M Montero, L Yon, S Kikuyama, S Dufour and H Vaudry
Growth hormone-releasing hormone (GHRH) and pituitary adenylate cyclase-activating polypeptide (PACAP) belong to the same superfamily of regulatory neuropeptides and have both been characterized on the basis of their hypophysiotropic activities. This review describes the molecular evolution of the GHRH/PACAP gene family from urochordates to mammals and presents the hypothesis that the respective roles of GHRH and PACAP in the control of GH secretion are totally inverted in phylogenetically distant groups of vertebrates.
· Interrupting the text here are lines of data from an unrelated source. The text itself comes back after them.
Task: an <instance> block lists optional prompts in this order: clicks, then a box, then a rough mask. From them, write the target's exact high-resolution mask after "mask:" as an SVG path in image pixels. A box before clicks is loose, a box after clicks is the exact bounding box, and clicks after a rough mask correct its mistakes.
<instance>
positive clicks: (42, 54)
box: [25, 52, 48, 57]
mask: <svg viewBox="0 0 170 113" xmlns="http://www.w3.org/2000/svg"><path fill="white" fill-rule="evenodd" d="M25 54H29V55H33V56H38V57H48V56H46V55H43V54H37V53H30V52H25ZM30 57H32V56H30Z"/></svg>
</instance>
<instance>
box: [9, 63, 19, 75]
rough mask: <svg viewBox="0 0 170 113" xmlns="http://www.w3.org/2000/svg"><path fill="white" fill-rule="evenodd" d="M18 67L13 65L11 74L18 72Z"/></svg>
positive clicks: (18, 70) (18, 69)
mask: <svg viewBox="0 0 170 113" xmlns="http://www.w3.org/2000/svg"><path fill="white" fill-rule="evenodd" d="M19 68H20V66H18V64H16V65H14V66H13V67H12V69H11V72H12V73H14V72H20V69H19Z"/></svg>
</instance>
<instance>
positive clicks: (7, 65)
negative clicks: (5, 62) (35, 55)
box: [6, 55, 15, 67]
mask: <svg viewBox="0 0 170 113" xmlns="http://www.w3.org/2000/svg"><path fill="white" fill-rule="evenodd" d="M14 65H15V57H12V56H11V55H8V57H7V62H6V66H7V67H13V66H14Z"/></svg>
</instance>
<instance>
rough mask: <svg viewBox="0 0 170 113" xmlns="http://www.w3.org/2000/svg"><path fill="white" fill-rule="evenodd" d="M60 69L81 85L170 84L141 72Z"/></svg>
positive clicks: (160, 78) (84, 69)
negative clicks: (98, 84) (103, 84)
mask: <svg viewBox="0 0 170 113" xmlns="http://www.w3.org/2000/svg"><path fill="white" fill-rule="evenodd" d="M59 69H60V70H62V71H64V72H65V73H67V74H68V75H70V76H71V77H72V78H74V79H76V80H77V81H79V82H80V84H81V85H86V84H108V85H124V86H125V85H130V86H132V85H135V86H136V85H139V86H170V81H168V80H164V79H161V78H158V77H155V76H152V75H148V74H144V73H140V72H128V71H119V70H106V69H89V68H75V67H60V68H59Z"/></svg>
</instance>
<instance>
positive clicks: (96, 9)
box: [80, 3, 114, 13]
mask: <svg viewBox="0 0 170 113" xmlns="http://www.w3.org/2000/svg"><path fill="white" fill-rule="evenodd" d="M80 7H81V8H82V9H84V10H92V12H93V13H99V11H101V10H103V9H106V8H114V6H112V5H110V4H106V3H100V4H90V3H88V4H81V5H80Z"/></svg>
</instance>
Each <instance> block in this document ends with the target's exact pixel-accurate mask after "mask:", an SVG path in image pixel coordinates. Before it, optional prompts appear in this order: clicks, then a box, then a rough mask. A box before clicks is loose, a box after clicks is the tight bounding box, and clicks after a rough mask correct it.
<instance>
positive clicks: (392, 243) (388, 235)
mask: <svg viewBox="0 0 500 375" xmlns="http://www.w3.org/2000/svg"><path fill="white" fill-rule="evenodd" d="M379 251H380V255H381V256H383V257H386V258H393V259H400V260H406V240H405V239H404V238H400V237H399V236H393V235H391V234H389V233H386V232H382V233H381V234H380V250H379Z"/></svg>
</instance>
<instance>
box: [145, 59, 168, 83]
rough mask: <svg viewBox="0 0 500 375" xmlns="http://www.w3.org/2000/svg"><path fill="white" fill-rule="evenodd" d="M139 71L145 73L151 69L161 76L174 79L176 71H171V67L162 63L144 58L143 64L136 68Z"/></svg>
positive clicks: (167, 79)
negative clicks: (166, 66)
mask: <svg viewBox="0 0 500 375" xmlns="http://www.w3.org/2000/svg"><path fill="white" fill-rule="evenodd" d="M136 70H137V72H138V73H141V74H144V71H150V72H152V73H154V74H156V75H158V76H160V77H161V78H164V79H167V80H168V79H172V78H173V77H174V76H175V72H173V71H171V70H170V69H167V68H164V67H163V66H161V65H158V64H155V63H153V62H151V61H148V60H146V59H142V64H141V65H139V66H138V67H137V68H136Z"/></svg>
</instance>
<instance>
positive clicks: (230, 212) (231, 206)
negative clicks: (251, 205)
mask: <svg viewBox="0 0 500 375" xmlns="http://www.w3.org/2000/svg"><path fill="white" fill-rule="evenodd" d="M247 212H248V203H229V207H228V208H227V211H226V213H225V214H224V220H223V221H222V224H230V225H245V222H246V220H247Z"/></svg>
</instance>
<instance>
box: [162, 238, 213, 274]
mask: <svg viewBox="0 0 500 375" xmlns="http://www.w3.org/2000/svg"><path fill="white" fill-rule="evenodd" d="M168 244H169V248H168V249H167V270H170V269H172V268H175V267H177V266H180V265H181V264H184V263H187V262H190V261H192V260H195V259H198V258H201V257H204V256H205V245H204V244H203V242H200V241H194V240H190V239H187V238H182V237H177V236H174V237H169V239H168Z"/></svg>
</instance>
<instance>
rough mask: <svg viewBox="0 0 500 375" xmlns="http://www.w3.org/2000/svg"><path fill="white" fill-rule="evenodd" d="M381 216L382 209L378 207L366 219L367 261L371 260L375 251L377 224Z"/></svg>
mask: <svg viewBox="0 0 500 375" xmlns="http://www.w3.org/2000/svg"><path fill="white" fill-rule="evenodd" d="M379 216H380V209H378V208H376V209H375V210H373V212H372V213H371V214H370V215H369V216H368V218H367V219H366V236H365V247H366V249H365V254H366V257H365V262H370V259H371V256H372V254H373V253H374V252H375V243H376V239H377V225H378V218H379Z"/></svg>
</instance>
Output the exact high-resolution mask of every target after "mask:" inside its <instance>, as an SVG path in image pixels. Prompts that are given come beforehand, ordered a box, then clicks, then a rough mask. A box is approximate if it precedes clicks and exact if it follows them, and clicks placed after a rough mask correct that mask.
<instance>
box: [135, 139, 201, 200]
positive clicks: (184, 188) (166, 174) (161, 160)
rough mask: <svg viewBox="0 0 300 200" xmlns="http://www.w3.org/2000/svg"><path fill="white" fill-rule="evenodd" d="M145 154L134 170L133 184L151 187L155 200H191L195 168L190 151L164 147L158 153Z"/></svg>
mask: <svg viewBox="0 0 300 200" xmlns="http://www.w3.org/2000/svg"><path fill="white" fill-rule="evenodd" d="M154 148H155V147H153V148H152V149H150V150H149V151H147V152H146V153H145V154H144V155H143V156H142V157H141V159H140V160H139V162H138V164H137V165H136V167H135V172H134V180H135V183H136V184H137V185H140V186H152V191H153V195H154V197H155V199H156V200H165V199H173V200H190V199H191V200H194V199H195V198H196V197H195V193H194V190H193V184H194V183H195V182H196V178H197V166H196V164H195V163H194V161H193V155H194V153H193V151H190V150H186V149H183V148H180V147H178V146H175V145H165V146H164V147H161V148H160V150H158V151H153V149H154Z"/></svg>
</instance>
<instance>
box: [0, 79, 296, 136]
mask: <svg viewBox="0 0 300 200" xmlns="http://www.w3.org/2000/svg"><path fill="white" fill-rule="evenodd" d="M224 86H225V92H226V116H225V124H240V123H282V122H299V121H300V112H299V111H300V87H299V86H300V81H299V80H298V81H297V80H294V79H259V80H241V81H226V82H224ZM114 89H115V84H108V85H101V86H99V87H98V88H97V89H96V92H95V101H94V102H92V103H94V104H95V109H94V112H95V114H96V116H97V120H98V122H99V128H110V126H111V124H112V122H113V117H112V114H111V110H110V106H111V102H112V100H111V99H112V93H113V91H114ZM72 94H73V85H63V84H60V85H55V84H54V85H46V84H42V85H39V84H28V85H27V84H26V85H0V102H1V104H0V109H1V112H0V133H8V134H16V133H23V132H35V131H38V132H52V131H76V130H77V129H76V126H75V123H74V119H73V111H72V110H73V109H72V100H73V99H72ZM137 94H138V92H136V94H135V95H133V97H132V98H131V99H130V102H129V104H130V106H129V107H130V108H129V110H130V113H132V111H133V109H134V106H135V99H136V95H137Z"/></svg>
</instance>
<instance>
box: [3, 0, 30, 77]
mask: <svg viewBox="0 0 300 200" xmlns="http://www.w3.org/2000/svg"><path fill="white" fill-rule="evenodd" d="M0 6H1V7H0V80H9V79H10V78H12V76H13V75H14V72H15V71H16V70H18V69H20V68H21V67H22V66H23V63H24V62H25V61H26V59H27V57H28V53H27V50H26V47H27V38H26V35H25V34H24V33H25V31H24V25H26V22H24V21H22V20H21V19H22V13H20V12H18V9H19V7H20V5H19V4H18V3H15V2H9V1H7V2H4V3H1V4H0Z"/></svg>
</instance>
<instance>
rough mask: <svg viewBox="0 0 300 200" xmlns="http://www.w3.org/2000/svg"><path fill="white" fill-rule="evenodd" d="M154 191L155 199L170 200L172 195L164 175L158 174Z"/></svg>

In mammals, GHRH and PACAP originate from distinct precursors whereas, in all submammalian taxa investigated so far, including birds, amphibians and fish, a single precursor encompasses a GHRH-like peptide and PACAP. In mammals, GHRH-containing neurons are confined to the infundibular and dorsomedial nuclei of the hypothalamus while PACAP-producing neurons are widely distributed in hypothalamic and extrahypothalamic areas. In fish, both GHRH- and PACAP-immunoreactive neurons are restricted to the diencephalon and directly innervate the adenohypophysis. In mammals and birds, GHRH plays a predominant role in the control of GH secretion. In amphibians, both GHRH and PACAP are potent stimulators of GH release. In fish, PACAP strongly activates GH release whereas GHRH has little or no effect on GH secretion. The GHRH/PACAP family of peptides thus provides a unique model in which to investigate the structural and functional facets of evolution.